Но прежде чем уснуть вечным сном, ему было бы любопытно посмотреть, как святые отцы выпутаются из этого щекотливого положения. Господа первосвященники — народ практичный, не какие-нибудь там мечтатели. Они боятся призраков и ничего не понимают в чудесах, которые творит какой-нибудь пророк или святой: здесь они абсолютные профаны и легко попадаются на удочку любого проходимца. Но как только они видят, что имеют дело с простым смертным, они сразу же обретают твердую почву под ногами и уже ни в чем не уступают противнику: ни в тактике, ни в изворотливости.

Будь они попроще и поглупее, они, конечно, растерзали бы его на части, чтобы отомстить за бесчестие… и навсегда скомпрометировали бы и праздник святого Йоргена, и собор святого Йоргена, и невесту святого Йоргена, и Йоргенстад, и самих себя, ибо все подняли бы их на смех. Ну, а людское море превратилось бы в бушующий поток бешенства, ярости и негодования.

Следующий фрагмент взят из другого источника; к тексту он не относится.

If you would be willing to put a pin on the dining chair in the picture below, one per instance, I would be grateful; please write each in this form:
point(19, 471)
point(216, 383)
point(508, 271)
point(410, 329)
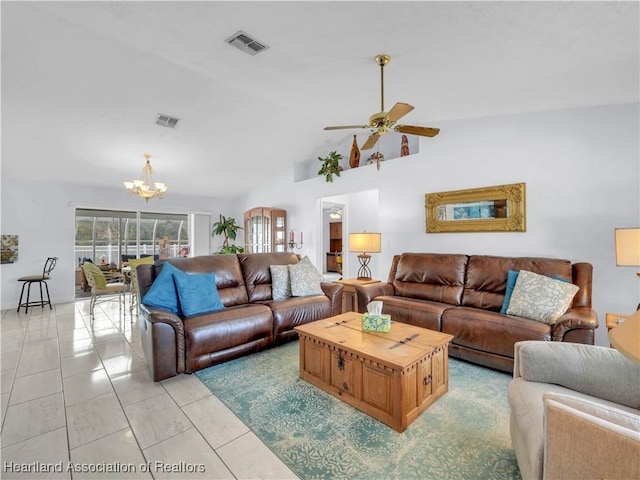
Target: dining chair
point(105, 286)
point(133, 287)
point(40, 279)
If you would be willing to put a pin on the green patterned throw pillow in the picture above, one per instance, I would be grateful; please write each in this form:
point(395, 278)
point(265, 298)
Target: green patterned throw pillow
point(541, 298)
point(305, 279)
point(280, 283)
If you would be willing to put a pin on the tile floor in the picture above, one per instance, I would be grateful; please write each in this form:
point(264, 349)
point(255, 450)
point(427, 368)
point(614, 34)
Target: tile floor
point(78, 402)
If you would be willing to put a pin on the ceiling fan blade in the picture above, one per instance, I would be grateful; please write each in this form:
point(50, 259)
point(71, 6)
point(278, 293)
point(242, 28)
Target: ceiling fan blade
point(371, 141)
point(343, 127)
point(398, 111)
point(424, 131)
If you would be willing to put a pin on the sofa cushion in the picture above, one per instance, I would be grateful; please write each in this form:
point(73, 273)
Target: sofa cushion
point(421, 313)
point(486, 277)
point(540, 298)
point(229, 280)
point(162, 293)
point(257, 274)
point(280, 282)
point(491, 332)
point(197, 293)
point(294, 311)
point(430, 276)
point(305, 279)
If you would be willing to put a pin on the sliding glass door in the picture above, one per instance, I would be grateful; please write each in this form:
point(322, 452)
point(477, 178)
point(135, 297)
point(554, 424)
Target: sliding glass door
point(109, 237)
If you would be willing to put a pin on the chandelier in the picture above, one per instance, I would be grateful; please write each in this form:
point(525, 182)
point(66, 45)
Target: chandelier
point(146, 187)
point(335, 214)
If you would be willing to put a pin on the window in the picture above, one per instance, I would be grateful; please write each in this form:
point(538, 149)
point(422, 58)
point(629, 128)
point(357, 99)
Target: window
point(104, 236)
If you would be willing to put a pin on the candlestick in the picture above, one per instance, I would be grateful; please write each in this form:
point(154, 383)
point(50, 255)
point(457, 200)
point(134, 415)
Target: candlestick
point(292, 241)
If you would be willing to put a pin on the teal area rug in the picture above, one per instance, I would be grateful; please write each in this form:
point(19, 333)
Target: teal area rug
point(463, 435)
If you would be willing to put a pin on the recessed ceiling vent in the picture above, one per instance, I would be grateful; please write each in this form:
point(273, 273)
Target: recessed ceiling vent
point(246, 43)
point(166, 120)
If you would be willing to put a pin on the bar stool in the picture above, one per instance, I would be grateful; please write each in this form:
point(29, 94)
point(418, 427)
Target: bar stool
point(39, 279)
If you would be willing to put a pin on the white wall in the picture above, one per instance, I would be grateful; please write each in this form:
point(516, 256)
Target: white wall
point(582, 171)
point(43, 216)
point(581, 168)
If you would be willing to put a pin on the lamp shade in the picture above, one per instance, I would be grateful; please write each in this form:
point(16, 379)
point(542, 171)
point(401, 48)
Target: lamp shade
point(627, 246)
point(364, 242)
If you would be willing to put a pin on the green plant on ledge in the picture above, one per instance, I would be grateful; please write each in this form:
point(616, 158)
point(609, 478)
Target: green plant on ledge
point(227, 227)
point(330, 166)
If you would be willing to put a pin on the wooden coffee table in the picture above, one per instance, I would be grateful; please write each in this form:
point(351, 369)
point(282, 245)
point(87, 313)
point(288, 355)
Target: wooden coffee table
point(393, 377)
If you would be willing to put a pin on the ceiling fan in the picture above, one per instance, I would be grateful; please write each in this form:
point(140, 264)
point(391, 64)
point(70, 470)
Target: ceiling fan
point(382, 121)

Но, честно говоря, Микаэль вполне полагался на сообразительность святых отцов. Они, конечно, понимали, что любая попытка отомстить Коронному вору погубит их же самих… не говоря уж о том, что вряд ли удастся убедить паломников, будто святой Йорген — дерзкий плут и мошенник, какие бы неопровержимые доказательства они ни представили.

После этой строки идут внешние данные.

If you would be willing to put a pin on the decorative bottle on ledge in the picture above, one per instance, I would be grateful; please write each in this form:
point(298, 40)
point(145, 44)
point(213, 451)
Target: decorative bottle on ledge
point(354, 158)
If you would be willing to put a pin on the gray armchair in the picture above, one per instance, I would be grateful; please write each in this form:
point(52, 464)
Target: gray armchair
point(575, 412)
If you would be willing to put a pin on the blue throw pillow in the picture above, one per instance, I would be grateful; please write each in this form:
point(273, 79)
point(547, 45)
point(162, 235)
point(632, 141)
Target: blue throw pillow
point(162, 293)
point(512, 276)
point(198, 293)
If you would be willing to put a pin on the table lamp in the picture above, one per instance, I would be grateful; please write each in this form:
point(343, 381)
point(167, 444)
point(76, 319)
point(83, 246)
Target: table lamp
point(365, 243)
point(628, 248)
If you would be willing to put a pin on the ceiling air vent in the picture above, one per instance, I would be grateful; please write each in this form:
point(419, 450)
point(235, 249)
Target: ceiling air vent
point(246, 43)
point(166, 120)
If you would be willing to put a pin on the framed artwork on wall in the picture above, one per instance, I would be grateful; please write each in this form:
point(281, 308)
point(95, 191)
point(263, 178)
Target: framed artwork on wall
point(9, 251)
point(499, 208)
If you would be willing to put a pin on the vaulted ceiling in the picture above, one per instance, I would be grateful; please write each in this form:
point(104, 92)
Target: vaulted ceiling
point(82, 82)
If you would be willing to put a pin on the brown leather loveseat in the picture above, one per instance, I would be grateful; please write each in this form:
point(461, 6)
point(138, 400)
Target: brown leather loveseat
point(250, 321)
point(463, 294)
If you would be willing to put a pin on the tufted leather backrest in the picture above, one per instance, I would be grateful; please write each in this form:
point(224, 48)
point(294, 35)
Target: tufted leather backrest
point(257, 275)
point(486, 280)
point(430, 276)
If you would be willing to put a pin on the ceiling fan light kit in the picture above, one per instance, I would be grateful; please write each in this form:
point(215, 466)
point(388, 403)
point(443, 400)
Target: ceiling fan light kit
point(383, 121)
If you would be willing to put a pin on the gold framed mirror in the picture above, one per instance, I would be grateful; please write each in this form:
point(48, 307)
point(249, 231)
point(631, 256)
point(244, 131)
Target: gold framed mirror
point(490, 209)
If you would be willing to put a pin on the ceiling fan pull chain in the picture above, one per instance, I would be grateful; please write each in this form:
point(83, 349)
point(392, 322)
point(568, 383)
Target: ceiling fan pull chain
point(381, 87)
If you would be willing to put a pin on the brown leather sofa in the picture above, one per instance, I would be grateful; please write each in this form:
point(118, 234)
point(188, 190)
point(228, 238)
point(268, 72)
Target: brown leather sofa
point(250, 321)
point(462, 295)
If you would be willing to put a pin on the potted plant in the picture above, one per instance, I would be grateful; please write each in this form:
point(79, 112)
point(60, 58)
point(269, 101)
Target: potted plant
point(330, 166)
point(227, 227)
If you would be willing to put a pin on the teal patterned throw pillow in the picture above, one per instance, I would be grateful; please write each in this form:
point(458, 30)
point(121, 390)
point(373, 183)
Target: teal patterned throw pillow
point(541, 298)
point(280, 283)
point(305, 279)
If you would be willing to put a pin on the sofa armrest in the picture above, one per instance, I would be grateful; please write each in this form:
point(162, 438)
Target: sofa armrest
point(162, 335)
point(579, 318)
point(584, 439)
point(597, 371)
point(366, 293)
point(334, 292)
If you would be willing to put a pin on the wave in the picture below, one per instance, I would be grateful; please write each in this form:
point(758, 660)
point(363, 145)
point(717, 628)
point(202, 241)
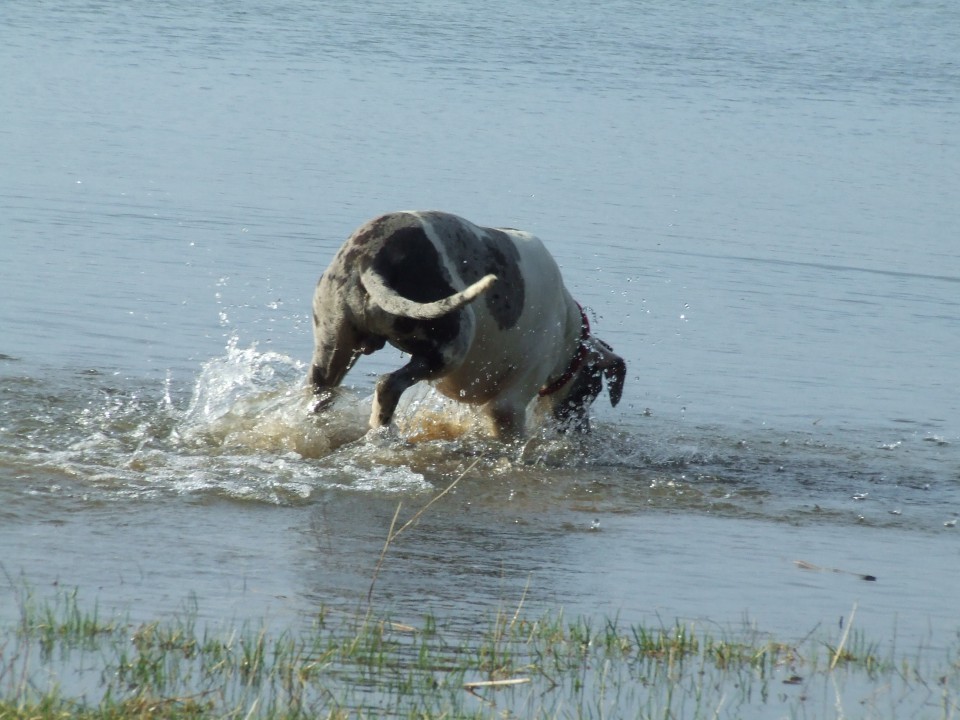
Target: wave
point(243, 430)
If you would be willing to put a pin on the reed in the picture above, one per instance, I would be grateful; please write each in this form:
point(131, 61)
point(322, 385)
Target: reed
point(64, 659)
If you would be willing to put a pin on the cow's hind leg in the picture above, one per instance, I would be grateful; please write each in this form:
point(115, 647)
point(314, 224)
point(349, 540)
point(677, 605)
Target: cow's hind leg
point(392, 385)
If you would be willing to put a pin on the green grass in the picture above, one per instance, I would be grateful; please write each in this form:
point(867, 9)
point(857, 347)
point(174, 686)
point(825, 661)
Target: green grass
point(63, 660)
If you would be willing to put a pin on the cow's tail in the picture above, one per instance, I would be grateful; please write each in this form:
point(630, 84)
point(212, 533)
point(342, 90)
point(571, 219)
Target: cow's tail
point(391, 302)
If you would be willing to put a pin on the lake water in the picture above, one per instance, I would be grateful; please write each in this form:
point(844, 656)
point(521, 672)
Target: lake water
point(756, 203)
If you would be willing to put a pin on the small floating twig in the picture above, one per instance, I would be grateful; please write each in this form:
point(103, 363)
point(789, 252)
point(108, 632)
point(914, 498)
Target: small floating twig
point(804, 565)
point(495, 683)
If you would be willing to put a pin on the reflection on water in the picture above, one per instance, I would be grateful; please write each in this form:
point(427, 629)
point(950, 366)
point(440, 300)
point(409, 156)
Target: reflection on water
point(758, 208)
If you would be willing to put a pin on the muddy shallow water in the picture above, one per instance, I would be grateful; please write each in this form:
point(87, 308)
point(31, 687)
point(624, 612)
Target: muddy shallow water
point(758, 209)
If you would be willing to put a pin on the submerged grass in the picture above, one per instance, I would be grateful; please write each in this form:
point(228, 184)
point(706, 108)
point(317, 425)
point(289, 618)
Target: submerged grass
point(61, 660)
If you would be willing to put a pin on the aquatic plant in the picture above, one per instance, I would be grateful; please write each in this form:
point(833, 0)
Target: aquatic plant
point(63, 660)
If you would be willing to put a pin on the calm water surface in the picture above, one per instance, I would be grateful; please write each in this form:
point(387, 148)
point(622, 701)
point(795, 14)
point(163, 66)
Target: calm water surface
point(758, 206)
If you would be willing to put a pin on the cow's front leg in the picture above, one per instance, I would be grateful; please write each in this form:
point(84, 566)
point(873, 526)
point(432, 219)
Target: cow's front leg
point(509, 419)
point(392, 385)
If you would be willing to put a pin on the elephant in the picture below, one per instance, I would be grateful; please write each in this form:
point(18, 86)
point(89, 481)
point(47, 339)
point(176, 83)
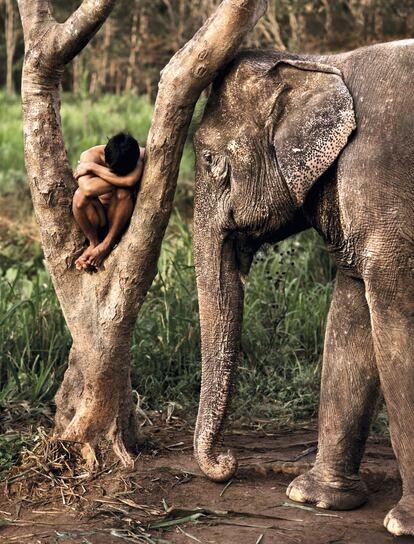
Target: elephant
point(290, 142)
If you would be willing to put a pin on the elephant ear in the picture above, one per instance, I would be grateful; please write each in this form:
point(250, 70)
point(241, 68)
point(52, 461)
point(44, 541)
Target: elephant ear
point(314, 125)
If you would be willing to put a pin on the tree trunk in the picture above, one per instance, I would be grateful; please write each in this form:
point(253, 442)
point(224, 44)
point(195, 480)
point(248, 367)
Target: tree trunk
point(10, 33)
point(95, 399)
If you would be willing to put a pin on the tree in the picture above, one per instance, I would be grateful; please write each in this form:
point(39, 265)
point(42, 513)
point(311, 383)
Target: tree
point(95, 398)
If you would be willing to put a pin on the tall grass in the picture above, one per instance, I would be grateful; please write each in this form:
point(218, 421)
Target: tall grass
point(287, 296)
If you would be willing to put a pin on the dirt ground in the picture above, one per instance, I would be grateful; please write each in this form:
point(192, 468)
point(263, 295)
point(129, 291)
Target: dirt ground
point(117, 506)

И Микаэль не ошибся. Он прекрасно видел, как первосвященники столпились вокруг своего рассудительного гроссмейстера и стали совещаться.

На лице Коронного вора появилась лукавая улыбка: значит, игра еще не закончена. Он выжмет лимон до конца.

И Микаэль взглянул даже с некоторым сочувствием на Этих одураченных им людей, которые не потеряли присутствия духа и лишь молча стиснули зубы. А кроме того, он чувствовал, что святой капитул отдает должное его ловкости и отваге и признает за ним право извлечь наибольшую выгоду из одержанной им блистательной победы.

Он запахнул плащ и, спокойно улыбаясь, направился к первосвященникам.

Медленно и величественно, словно епископ, он спустился с горы, и паломники снова приветствовали его восторженными криками.